Muito antes de ser apontada como a “Dubai brasileira”, Balneário Camboriú já teve um apelido mais pomposo nos anos 50: “Praia presidencial”. Tudo por causa do casal João Goulart e Maria Thereza, que tinha uma casa de veraneio na avenida Atlântica, próximo a rua 4600, antes de ele se tornar presidente, com a renúncia de Jânio Quadros, em 1961. O lote foi adquirido de Normando Tedesco no final dos anos 50, que o conheceu no escritório de advocacia de Viriato Vargas, irmão do presidente Getúlio Vargas, no Rio de Janeiro. Jango também foi Ministro de Trabalho de Getúlio. Antes de erguer a casa, onde hoje funciona o restaurante Lago da Sereia, Jango tinha um quarto cativo no Hotel Fisher, construído em 1957 e demolido em 2014. O Hotel Fisher foi o primeiro da cidade a ter banheiro privativo nos quartos e passou por algumas reformas, mas não resistiu a especulação imobiliária. O filho Klaus Fisher, em entrevista ao Arquivo Público de Balneário em 2006, contou que Jango avisava que estava chegando fazendo voltas com o avião Cesna sobre o hotel, e depois pousava na Vila Real, desabitada na época.
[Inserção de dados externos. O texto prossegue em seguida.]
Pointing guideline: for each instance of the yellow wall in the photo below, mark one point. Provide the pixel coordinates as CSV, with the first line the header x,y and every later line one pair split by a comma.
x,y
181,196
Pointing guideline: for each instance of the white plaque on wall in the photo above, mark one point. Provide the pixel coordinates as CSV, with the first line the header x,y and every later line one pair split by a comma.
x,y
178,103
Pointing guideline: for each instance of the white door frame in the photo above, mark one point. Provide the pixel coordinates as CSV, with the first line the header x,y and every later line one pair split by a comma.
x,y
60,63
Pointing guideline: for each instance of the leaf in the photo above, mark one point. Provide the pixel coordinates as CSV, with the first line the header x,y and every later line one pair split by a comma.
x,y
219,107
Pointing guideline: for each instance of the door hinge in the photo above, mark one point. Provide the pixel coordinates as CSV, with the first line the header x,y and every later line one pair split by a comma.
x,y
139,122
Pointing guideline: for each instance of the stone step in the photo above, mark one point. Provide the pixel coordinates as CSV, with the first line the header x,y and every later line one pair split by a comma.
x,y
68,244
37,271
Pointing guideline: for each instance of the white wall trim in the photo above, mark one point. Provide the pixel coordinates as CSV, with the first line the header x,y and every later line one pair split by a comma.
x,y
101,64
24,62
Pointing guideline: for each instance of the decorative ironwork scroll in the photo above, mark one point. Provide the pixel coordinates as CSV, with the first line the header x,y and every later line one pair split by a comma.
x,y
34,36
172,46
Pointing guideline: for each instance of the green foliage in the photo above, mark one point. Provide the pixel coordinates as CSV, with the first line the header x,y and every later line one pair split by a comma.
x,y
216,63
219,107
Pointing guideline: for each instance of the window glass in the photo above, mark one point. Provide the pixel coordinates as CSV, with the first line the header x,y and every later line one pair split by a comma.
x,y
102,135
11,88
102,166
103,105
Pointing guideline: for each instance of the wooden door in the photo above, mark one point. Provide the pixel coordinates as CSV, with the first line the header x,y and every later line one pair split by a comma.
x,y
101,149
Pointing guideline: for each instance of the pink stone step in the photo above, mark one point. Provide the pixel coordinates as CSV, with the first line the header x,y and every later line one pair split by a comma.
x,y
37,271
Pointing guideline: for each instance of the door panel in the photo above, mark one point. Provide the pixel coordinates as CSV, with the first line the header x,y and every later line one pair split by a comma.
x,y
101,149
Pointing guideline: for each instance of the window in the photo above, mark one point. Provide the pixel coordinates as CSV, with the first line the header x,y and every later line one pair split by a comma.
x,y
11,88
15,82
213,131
Daí, o pessoal do hotel ia buscá-lo de Kombi para uma semana de descanso. O proprietário do Centro de Eventos Itália, Fernando Delatorre, filho do pioneiro do cinema em Balneário, conta que Jango era uma figura muito simpática e simples no convívio com os locais. “Era comum ver o casal no restaurante Mariluz, um dos mais antigos da cidade, onde se realizavam jantares e convenções políticas. E quando sua esposa ia a praia com um maiô de duas peças parava o trânsito! Naquele tempo não se chamava biquíni”, esclarece.
Presidente desfilava
A presença de João Goulart, que antes de ser vice de Jânio Quadros, foi vice de Juscelino Kubitschek, atraiu muita atenção para Balneário. Há quem diga que teve o dedo de Jango no traçado da BR-101 para que ficasse mais próxima ao litoral, em vez que passar por Brusque, a 35 km da costa. O que ninguém discute é que a presença da família dava um charme extra à praia, que começava a despontar como destino turístico nos tempos da bossa nova. “A Maria Thereza e os filhos praticamente passavam todo o verão aqui e quando o Jango vinha, eles passeavam com um Ford sem capota pela praia. A Maria Thereza, inclusive, era cliente do magazine de minha mãe”, relembra Álvaro Dias, 80 anos, o primeiro prefeito de Balneário depois que o prefeito Higino Pio foi levado por agentes da ditadura militar, e apareceu morto 11 dias depois. Álvaro era presidente da câmara de vereadores na época e ficou no cargo até a chegada do interventor, o engenheiro Egon Stein. Ele conta que os militares afirmaram que Higino tinha se suicidado, mas, da mesma forma que aconteceu com o jornalista Vladmir Herzog, a cena tinha sido armada. “A Comissão da Verdade, em 2008, investigou casos de desaparecidos políticos, e eu fui um dos que foi chamado a depor. Só nessa época algumas famílias começaram a ser indenizadas”, revela.
Uma triste coincidência
João Goulart foi derrubado pelo golpe militar justamente no ano da emancipação de sua adorada Balneário Camboriú, em 1964. Ele e a esposa tiveram que abandonar tudo e partiram para o exílio no Uruguai, onde a família tinha uma fazenda. Já outras propriedades, inclusive a casa de praia, foram confiscadas pela ditadura militar e a família chegou a passar necessidade. Jango faleceu em 1976, com apenas 57 anos, quando estava na Argentina, prestes a migrar para a Europa. Sua morte, porém, nunca foi devidamente esclarecida. A suspeita é que ele tenha sido envenenado, mas quando teve o corpo exumado, em 2008, já era tarde demais para confirmar a hipótese. Durante a Comissão da Verdade, o casal finalmente recebeu anistia política e o mandato de Jango foi devolvido de forma póstuma. Maria Thereza, hoje com 78 anos, acabou de lançar a autobiografia “Uma mulher vestida de silêncio”, escrita pelo jornalista Wagner William. O livro descreve os altos e baixos vividos ao lado do marido e a terrível perseguição que sofreram nos anos de chumbo. Da trajetória de Jango em Balneário Camboriú restam a homenagem da escola estadual que leva o seu nome na rua 1500 e uma estátua feita artista plástico Jorge Schroder em 2007, em frente a rua 4600, onde ficava sua antiga morada. Álvaro disse que o filho de Jango, João Vicente, tentou reaver a casa, mas acabou entrando em acordo com o proprietário atual. Já a memória de Higino Pio ficou imortalizada na praça nos arredores do shopping Atlântico.